The Governing Council's updated inflation projections for 2026 now sit at 3.0%. That is above the ECB's 2% target. The account cited geopolitical tensions and energy price volatility as key factors.
ECB President Christine Lagarde said the central bank is committed to a data-dependent approach. No pre-set path. Vice-President Boris Vujčić told markets to watch the numbers, not forward guidance.
This is the first rate increase since the ECB's 2023 tightening cycle.
For crypto traders, the immediate effect runs through the euro. A higher deposit rate raises the opportunity cost of holding euro-pegged stablecoins. Capital in euro stablecoins can move toward traditional money market instruments that now offer better returns. The April Governing Council account flagged the rise of tokenized finance, including stablecoins and decentralized finance, as areas of potential regulatory challenge and liquidity fragmentation risk. That mirrors the SWIFT blockchain ledger pilot for tokenized payments.

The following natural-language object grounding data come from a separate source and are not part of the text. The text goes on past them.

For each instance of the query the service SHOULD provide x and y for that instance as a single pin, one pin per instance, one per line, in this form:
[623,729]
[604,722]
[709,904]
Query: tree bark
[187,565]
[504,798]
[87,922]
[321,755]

The European Parliament's ECON committee advanced digital euro legislation on June 23-24. The digital euro is anticipated for potential issuance by 2029, pending final EU regulations. The rules will determine how a CBDC interacts with private digital assets and whether stablecoins coexist or compete.
The Governing Council's account made clear it will not pre-commit to a rate path. Lagarde and Vujčić both emphasized data-dependence. The next ECB meeting in September will offer the next signal on rates.